No presente capítulo a aquisição de informações durante a execução dos contratos é reconhecida como um verdadeiro trade-off. Segundo ensinamentos de Marcílio Moreira de Castro, o termo trade-off, já incorporado ao vocabulário econômico brasileiro, significa “escolha entre opções antagônicas”370. Refuta-se a ideia de observabilidade plena e informação fácil, substituindo-a pela noção de que:

(a) é necessária a criação de mecanismos de aquisição de informação eficientes; e (b)

370Castro, Marcílio Moreira. Dicionário de Direito, Economia e Contabilidade, p. 905.

a criação destes mecanismos possui custo, o qual deve ser ponderado com os benefícios esperados.

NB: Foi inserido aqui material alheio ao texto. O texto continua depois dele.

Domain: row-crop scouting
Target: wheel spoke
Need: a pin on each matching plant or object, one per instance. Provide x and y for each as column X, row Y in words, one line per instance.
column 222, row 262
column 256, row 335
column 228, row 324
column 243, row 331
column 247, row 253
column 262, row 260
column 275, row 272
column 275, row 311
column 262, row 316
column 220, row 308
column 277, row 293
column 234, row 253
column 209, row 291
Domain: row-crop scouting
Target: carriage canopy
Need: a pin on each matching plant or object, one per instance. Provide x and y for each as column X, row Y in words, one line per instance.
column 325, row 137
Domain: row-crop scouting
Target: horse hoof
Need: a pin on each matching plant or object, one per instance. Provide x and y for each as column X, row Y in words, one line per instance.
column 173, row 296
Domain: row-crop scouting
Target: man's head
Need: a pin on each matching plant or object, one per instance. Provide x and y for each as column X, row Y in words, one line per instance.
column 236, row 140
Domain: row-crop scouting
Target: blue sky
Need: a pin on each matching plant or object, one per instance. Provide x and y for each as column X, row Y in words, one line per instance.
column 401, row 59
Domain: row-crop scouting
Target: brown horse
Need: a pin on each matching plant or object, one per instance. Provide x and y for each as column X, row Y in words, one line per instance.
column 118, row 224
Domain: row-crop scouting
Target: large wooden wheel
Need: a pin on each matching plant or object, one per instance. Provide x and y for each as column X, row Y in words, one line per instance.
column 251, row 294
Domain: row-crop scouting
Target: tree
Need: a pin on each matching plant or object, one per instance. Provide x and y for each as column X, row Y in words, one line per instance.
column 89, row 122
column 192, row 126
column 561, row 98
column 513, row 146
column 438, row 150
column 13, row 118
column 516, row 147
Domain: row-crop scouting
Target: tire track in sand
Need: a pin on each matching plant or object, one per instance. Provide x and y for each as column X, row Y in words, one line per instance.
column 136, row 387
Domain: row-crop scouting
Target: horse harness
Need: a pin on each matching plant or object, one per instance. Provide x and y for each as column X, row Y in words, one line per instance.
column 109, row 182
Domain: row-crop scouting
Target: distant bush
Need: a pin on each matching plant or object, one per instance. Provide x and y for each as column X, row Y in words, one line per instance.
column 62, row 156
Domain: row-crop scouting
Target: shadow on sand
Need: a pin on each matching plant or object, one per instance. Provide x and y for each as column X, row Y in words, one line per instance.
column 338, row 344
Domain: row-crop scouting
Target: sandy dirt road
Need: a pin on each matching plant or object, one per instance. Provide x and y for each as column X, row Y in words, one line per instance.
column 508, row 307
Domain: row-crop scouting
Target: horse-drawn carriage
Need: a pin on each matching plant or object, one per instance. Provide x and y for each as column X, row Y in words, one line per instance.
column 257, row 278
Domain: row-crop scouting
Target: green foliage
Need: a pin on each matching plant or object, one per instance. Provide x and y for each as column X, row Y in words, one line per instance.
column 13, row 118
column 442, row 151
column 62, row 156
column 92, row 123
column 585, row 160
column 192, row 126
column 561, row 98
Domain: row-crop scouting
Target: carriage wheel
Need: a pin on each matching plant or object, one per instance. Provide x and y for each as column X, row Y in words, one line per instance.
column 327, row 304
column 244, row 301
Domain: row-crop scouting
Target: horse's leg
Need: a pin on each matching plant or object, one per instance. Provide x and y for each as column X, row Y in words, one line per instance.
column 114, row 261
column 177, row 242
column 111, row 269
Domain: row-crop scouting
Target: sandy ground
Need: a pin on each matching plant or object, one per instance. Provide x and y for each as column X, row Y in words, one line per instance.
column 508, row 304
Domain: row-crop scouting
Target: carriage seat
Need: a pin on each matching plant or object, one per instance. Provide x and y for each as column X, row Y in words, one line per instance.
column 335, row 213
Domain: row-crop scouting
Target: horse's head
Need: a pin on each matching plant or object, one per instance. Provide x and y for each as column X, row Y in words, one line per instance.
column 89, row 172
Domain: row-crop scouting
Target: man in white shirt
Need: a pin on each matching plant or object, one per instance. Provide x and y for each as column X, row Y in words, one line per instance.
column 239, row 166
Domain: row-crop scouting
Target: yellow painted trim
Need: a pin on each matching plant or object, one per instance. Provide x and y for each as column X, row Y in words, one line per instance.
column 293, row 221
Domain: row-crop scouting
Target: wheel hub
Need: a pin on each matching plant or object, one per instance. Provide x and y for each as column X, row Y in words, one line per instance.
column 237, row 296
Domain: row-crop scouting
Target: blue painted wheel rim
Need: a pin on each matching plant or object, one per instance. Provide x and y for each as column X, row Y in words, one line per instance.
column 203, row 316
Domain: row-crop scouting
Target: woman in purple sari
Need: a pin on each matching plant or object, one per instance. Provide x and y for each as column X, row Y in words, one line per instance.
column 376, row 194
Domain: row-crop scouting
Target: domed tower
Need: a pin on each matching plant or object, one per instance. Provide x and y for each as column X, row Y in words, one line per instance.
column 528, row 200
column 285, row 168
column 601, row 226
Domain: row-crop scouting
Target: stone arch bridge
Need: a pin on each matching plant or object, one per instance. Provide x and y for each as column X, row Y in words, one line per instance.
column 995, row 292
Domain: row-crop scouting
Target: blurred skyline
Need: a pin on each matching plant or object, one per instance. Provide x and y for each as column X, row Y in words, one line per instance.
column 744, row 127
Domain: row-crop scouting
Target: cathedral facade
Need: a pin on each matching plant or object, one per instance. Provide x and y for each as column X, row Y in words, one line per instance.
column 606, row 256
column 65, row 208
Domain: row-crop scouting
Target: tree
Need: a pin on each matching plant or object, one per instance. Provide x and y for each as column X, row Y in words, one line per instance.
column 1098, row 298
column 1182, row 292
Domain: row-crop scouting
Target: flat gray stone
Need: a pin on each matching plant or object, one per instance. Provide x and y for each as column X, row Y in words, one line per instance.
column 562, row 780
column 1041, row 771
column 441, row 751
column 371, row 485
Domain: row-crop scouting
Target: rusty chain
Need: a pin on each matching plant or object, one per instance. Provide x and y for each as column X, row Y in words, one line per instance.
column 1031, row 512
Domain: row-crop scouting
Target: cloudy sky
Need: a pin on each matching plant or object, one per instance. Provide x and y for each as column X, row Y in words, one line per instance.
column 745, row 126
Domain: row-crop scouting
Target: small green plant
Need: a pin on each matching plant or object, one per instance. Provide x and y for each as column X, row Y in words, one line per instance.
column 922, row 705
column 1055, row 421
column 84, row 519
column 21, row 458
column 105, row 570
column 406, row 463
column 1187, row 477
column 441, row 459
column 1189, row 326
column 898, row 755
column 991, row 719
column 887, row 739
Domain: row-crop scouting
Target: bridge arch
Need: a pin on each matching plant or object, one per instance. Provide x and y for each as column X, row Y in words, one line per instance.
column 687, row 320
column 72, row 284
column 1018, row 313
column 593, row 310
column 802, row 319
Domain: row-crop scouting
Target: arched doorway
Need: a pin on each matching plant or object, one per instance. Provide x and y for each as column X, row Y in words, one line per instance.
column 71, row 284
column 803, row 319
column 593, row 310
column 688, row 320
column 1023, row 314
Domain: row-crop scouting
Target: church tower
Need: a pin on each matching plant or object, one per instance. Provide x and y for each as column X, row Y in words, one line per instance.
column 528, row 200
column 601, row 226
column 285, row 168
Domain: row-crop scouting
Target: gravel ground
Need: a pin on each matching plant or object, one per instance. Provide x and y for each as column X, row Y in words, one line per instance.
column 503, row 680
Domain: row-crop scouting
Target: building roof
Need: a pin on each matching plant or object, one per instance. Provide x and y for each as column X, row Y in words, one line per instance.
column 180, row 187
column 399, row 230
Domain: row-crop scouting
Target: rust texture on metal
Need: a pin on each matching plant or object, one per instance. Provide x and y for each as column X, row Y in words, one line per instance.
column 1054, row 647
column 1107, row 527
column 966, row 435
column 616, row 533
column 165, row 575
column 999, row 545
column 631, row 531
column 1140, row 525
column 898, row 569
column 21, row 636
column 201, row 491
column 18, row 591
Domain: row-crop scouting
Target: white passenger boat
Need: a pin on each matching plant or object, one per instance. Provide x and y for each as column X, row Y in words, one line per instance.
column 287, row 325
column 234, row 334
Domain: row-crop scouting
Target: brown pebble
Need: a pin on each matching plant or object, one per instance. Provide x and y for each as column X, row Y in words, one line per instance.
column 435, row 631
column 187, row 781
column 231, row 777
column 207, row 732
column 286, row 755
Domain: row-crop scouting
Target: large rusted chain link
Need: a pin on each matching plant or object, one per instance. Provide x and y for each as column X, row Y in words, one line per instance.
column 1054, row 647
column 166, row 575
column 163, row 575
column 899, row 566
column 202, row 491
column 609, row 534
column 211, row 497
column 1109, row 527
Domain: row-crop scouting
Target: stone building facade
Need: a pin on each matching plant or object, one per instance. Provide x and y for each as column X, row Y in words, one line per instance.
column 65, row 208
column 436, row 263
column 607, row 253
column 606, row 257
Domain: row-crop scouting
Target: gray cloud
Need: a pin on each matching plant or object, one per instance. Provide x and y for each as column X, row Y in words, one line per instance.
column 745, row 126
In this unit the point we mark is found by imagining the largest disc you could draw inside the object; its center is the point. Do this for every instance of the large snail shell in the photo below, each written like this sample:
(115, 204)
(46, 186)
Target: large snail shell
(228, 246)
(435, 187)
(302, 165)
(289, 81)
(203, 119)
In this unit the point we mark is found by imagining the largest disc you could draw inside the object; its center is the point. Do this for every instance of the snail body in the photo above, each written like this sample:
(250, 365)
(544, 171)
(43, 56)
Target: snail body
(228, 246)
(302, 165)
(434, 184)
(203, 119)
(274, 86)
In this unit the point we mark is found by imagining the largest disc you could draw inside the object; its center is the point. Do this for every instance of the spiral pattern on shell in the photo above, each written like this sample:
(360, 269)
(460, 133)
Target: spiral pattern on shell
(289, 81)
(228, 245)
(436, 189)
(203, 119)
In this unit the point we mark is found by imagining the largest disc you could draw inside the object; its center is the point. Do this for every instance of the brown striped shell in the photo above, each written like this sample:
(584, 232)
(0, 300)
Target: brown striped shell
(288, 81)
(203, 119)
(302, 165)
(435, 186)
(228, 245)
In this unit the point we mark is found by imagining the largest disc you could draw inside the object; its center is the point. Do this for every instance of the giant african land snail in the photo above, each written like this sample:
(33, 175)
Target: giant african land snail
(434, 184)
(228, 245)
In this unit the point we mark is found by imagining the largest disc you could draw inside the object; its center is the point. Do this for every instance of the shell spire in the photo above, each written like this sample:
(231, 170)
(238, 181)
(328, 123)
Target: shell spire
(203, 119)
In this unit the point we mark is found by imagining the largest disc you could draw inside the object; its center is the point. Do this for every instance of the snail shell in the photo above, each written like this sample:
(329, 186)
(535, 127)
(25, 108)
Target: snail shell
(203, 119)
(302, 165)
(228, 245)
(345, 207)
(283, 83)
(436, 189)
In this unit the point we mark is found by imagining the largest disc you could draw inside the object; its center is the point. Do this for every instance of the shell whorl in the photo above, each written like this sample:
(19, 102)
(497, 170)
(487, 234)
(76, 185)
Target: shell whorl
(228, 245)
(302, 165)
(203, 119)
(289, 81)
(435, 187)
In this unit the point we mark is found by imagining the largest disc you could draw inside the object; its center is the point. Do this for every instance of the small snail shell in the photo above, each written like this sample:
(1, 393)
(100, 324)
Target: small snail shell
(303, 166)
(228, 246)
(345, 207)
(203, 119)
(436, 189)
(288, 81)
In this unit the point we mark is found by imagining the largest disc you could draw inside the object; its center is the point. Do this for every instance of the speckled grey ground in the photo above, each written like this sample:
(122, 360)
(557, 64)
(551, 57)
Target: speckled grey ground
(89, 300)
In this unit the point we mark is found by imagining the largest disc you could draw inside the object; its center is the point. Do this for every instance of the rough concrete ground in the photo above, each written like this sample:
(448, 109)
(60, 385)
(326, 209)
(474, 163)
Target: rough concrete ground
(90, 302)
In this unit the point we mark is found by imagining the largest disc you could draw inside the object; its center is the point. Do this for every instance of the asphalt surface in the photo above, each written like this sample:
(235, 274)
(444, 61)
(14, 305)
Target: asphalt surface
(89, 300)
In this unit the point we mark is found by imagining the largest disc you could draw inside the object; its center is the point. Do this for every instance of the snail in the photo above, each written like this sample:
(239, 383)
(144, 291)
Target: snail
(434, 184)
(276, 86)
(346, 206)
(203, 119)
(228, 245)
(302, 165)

Em síntese, a observabilidade da execução dos contratos demanda uma meta-decisão por parte da Administração Pública, a qual precisa definir como irá promover a aquisição de informações, bem como até onde deve arcar com os custos desta aquisição. É possível falar, portanto, que cabe à Administração Pública a responsabilidade de gestão dos mecanismos de aquisição de informação. Ambas as questões, tanto sobre a (a) decisão de como promover a aquisição de informações, bem como sobre a (b) medida ótima da aquisição de informações, serão tratadas no presente capítulo.